Taking photos at night is not easy. The common reasons include but not limited to the following:
- Poor lighting condition
- Big contrast between the background and the subject
- Blurry images
The theories behind these are very complicated. Taking excellent photos often requires years of practices. So considering you use a small (not necessarily SRL) camera, I would like to share some simple knowledge and quick tips to minimise your pain of taking photos at night.
As you might have already known, the main settings in a camera include aperture and shutter speed. “Av” is the aperture priority setting. This is a better option for shooting static subjects. And the “shutter speed priority” is the “Tv” mode on the wheel. It is good for taking photos of moving subject. When the lighting condition is poor, what you need is a combination of high aperture and slow shutter speed. For aperture, the smaller the number the bigger the exposure is. But remember, by using high aperture, the depth of the image is reduced. See the blow image for reference.
Further, you can’t really avoid blurry images for a shutter speed slower than 1/60 – 1/200, depending how stable your hand is and if your subject is moving. Here below scenarios happen only in either aperture priority or shutter speed priority settings.
Unfortunately, there is no easy way to take awesome photos at night. Basically you have a few options:
- Using a tripod: this is the easiest and safest way to do it. No matter your setting is “Av” or “Tv”, your camera will help you to choose the other one correctly. And the tripod helps to stablise the camera without causing the images blurred.
- Using flash: this is almost the trickiest technique for photographers. It takes years and years of practices and the effect also varies from camera to camera. First, you can’t avoid red eyes if you are using a small digital camera. Because they are build-in flashes. The closer the flash is to the camera, the easier you’ll see the red-eyes effect, which is the reflection of the vessel in your eyes. And only when the flash is away from the main camera body, the red-eyes effect will be minimised. Second, flash can only illuminate close subjects, usually up to a certain short distance, leaving the background dark. By using “Av” or “Pv” mode the camera can choose the right aperture and speed for you to expose the background (ambient light) correctly. So if you need to take a nice photo with a night scene behind, for example you standing in front of Darling Harbour at night, you’ll still need a tripod to avoid camera-shake-blur.

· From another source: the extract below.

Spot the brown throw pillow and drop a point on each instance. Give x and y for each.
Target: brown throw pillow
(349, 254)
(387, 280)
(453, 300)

- Using high ISO: high ISO allows more light in. But the down side of using high ISO is the noisy. I believe you’ve seen lots of photos with the greyish spots. That’s the noise. The better your camera is, the less the noise is.
Well, these are the basic theories. It’s worth 10 books length if I would like to explain everything in details. To make it short, your choices are basically two – get yourself an awesome SRL camera or always take a tripod or maybe at least a unipod with you when you want to take photos at night.
But you do have one short cut which was something I did a lot before. Find a platform, a chair, a table, or anything on which you can put your camera on, use “Tv” or “Av” mode, set the self-timer to 10 seconds, push down the shuuter and then run back in front of your camera and smile ^_^
Ok, buddies, enjoy reading and shooting. Come back to tell me your experience when you have done some practices, ok?